That's a great summary Gary.
I'd add we've focused very hard on the content management "theory"
behind FarCry -- this gives the product a depth that is often hard to
summarise in a quick sound-bite. It's *very* difficult to convey the
power of things like the tree modeling, container management and content
type extensibility unless you've encountered the problems and are
looking for a solution.
With Glamour we're trying hard to clean up usability issues and give the
whole a crisp, clean and eminently professional feel. We're reworking
key pain points like file and image management -- i think everyone will
like the changes here. Plus we're exposing many of the hidden features
such as shared container management. In any event we're very excited
about the next release.
In terms of timings, we'll be looking at moving Glamour to our own
production environments in about a fortnight and releasing an official
milestone release shortly thereafter.
-- geoff
http://www.daemon.com.au/
Gary Menzel wrote:
* Templates in FarCry - are just whatever HTML (or XHTML) want to write
- containers (extra CFML tag) help with re-use
* Fine Grained user access is VERY doable in FarCry (as simple or as
complex as the Windows File Access Control)

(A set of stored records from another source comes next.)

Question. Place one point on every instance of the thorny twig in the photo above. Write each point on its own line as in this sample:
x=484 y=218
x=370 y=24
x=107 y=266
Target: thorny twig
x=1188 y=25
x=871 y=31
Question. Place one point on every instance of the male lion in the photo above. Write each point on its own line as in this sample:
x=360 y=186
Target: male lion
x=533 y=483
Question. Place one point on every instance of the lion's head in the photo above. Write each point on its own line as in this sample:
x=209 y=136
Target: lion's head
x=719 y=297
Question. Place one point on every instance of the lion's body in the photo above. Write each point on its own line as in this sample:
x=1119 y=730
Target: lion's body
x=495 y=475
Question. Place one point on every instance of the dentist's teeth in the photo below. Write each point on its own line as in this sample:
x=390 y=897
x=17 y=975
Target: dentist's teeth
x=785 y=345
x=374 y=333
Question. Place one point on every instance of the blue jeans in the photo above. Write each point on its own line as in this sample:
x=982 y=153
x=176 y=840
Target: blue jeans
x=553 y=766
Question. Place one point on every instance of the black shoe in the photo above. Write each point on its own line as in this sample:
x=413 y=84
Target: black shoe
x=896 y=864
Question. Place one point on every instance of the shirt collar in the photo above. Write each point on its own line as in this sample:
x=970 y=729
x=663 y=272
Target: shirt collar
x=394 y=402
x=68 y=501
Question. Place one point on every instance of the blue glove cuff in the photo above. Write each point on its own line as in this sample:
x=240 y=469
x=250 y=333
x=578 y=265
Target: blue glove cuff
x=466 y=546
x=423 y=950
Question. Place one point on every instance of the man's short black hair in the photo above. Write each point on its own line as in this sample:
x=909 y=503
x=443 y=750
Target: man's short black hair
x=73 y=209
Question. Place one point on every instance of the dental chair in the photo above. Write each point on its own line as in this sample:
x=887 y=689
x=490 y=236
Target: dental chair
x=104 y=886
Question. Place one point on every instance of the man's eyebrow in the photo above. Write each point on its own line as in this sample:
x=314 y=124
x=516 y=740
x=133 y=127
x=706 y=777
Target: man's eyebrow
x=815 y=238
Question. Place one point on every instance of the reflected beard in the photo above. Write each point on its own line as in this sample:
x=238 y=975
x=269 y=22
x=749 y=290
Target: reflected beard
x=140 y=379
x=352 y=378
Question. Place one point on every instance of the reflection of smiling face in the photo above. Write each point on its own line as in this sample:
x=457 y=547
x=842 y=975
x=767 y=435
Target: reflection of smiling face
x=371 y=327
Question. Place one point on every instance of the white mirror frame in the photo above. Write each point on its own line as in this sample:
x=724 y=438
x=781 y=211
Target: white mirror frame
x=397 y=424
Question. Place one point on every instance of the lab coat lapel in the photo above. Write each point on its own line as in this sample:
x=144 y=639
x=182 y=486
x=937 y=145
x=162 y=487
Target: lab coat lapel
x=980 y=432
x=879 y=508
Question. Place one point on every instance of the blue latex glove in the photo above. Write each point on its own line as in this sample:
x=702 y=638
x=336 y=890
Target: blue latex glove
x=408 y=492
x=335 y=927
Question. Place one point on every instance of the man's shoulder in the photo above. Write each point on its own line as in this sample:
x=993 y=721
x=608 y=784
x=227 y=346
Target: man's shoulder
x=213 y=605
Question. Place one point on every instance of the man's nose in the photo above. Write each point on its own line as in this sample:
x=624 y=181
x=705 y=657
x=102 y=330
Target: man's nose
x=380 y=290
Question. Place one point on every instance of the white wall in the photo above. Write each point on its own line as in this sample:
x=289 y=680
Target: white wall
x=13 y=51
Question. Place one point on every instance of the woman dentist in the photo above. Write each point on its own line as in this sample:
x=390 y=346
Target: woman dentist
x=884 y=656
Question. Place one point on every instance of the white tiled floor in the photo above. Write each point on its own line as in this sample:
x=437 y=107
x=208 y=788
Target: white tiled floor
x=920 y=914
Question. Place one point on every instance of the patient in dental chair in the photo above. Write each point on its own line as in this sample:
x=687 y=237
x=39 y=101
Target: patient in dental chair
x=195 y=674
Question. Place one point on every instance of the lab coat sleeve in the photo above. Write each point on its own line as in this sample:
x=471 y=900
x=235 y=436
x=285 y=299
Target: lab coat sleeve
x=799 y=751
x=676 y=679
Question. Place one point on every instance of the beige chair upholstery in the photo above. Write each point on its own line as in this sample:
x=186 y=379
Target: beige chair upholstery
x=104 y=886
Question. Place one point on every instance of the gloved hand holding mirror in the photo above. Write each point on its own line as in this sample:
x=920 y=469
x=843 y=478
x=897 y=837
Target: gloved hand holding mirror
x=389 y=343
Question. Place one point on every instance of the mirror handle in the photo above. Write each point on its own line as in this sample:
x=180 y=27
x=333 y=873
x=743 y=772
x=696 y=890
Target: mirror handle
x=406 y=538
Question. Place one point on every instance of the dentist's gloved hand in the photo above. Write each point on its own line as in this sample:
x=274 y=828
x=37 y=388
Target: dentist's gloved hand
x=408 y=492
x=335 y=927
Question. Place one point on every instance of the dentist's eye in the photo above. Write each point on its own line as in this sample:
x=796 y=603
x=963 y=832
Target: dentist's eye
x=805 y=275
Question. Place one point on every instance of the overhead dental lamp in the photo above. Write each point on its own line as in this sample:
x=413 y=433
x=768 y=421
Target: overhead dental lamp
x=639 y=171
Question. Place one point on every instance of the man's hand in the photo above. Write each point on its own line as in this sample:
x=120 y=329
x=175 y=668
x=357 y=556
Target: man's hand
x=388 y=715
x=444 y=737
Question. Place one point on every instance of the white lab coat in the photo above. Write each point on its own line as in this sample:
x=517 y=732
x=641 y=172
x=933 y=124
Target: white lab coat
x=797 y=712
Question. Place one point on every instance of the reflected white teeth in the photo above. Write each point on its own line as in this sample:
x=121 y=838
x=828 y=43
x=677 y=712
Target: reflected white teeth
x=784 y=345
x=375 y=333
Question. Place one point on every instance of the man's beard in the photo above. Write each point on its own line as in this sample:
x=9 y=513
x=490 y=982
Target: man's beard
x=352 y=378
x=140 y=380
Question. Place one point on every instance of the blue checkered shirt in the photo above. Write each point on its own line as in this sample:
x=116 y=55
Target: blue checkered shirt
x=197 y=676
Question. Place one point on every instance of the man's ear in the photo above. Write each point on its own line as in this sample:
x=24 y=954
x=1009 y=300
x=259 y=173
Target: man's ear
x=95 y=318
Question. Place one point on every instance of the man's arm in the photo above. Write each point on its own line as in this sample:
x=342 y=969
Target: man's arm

* Multi-Author system - no problem
* Other than the supplied components (such as News, Facts, Links,
Events, HTML, "inlcude", etc.) there is not a lot else - but we write
our own to do whatever we need. The main reason for a "lack" of modules
will be twofold: 1) most things people develop are specific, 2) As CFMX
has a price tag to it there are not as many Open Source developers
playing with it. But that is because of CFMX - not FarCry specifically.
* Content structure is fully hierarchical. Both in the Navigation Model
as well as a Category model (you can also place an item into multiple
categories and use publishing rules to filter the content)
* You dont need to "hack" FarCry to make it work - all of the objects
are extensible if you want to do something it doesnt do (so you dont get
zapped if you want to upgrade)
* FarCry is not bloated. The DB structure is fairly easy to understand
(for a developer at least) and everything is based around a single set
of database routines (FourQ)
* Because FarCry only provides some of the "basic" objects (like News,
etc) there is not a lot of "stuff" you have to get rid of. They were
planning in one release to include a "Forums" package - but it was
discovered that it had become too integrated with the base components so
it was removed.
* Separation of code from content is excellent in FarCry. Your content
lives in the database (and yes, you can, and do, put some markup in
there) but all the content can specify it's own display pages. And with
Rules, you can let the Rule decide how to display the content.